Cet accord fut ratifié, le 27 avril 1649, par le Provincial ;
il l'avait été déjà par le Conseil de la
ville, le 4 janvier. Les Carmes ayant changé de Provincial peu
de temps après, le nouveau supérieur confirma l'acte,
le 3 septembre 1652. (Archives de l'hôtel de
ville de Nîmes. Série I, 4, 4eme partie)
-
- Pour
ce qui est des dommages qui leur étaient dus, à raison
de la démolition de leur couvent, les Carmes passèrent,
le 5 juillet 1644, une transaction avec les Consuls et les habitants
protestants, et renoncèrent à tout procès
moyennant 1800 livres de dédommagement. 1600 livres furent
bientôt payées ; mais les religieux n'obtinrent le reste
de la somme qu'après avoir fait de nombreux actes judiciaires
; les 200 livres ne leur furent comptées que le 13 juillet
1666, à la suite d'un arrêt du Parlement de Toulouse.
-
- Au
milieu de tous ces tracas temporels, le couvent des Carmes n'avait
pas cessé d'être un lieu de fortes études.
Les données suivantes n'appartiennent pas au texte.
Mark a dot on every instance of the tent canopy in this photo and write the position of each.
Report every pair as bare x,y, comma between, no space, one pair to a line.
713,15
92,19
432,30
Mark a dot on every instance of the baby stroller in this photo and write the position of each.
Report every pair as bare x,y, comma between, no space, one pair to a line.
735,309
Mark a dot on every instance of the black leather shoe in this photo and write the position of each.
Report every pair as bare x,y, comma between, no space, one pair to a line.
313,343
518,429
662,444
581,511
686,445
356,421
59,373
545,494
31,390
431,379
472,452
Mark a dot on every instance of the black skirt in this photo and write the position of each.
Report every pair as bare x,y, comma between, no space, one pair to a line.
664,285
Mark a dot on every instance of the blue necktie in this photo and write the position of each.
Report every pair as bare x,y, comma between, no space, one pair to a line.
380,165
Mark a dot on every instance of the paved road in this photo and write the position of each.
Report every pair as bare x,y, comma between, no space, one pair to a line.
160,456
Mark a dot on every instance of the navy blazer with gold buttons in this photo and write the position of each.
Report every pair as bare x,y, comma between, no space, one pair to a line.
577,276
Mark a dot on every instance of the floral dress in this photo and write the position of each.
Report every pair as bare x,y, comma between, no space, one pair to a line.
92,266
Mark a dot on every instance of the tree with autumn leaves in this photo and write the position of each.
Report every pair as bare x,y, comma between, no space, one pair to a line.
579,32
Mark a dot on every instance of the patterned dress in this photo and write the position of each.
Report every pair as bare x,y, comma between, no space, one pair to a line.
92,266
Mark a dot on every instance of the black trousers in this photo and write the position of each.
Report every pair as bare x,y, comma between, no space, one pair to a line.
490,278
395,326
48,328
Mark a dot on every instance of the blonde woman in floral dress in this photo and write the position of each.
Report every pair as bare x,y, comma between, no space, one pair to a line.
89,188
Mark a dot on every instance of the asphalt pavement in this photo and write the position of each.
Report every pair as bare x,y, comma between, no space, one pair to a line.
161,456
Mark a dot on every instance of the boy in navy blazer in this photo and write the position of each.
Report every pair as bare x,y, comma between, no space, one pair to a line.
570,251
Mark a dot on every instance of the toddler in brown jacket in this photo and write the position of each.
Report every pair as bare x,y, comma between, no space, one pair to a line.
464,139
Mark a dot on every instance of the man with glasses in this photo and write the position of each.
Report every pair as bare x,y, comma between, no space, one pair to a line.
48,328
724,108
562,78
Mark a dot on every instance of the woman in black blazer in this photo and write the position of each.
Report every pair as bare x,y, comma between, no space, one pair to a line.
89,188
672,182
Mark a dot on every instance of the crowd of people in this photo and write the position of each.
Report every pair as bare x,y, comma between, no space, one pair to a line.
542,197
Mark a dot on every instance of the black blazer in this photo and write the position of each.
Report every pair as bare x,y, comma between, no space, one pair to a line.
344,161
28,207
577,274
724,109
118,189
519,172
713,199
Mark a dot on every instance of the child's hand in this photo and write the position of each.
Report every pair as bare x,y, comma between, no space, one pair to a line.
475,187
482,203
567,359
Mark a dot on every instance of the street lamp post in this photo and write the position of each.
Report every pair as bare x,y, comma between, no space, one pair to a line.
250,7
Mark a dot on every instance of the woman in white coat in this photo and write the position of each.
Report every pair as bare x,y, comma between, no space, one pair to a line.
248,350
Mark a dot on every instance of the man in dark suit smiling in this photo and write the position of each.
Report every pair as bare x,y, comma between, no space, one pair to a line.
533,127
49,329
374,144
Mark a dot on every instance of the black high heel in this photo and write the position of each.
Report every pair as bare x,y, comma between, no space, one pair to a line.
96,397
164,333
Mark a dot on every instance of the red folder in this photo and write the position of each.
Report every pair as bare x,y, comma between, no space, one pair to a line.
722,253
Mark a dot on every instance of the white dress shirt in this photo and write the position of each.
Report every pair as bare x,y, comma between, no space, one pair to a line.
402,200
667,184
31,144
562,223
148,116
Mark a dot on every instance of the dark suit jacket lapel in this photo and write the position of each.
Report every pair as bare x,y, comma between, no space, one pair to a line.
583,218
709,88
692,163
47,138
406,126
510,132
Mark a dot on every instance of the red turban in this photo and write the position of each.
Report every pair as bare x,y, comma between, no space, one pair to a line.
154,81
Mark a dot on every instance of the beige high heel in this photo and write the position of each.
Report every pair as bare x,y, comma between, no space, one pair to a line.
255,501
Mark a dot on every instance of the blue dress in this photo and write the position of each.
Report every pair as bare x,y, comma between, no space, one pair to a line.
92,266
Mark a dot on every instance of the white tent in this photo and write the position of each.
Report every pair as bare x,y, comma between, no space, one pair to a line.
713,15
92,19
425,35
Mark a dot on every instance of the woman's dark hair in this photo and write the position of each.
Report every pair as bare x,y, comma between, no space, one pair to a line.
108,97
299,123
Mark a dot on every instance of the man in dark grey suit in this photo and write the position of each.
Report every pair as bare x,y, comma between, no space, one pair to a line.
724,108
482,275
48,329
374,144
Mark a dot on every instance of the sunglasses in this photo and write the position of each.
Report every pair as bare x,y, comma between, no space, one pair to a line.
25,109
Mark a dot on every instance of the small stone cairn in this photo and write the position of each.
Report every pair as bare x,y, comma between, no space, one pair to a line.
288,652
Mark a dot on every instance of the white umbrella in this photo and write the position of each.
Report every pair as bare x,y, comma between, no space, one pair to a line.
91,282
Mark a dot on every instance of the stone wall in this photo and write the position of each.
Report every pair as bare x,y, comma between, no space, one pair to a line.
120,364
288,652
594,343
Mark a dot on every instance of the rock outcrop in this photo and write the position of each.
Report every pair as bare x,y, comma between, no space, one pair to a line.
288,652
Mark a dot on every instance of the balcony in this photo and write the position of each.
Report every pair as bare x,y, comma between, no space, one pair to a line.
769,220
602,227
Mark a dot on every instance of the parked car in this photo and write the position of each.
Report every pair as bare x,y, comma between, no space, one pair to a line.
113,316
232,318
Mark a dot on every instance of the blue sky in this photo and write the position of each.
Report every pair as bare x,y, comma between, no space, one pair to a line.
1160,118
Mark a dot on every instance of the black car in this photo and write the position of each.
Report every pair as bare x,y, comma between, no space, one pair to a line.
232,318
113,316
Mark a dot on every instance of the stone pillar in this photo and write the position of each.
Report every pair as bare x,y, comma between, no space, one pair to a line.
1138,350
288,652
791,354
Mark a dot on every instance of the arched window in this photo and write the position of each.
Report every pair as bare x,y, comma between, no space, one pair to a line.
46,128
Nous
en trouvons la preuve dans un livre publié, en 1656, chez Jean
Plasses, imprimeur et marchand libraire de Nîmes. C'est Le
thrésor de la Saincte Messe avec son appareil, tiré de
l'Ecriture Saincte, des Pères et Conciles des quatre premiers
siècles. L'auteur de cet ouvrage était le R.P. Jean
Obrier, du Puy-en-Velay, docteur en saincte théologie et
prieur dés Carmes de Nîmes. Ce livre dédié
à Mgr Cohon parut avec l'approbation du Provincial de
Narbonne, de Nicolas de Hallay, prévôt du Chapitre, de
M. de Trimond, chanoine et conseiller du roi au Sénéchal
et Présidial de Nîmes, et du prieur des Carmes de
Montpellier. C'est un exposé bien fait de la Doctrine
catholique sur le Saint-Sacrifice de la Messe, avec réfutation
des principales objections protestantes ; les diverses cérémonies
et en particulier l'usage de la langue latine dans la liturgie y sont
très-bien vengés des attaques de l'hérésie.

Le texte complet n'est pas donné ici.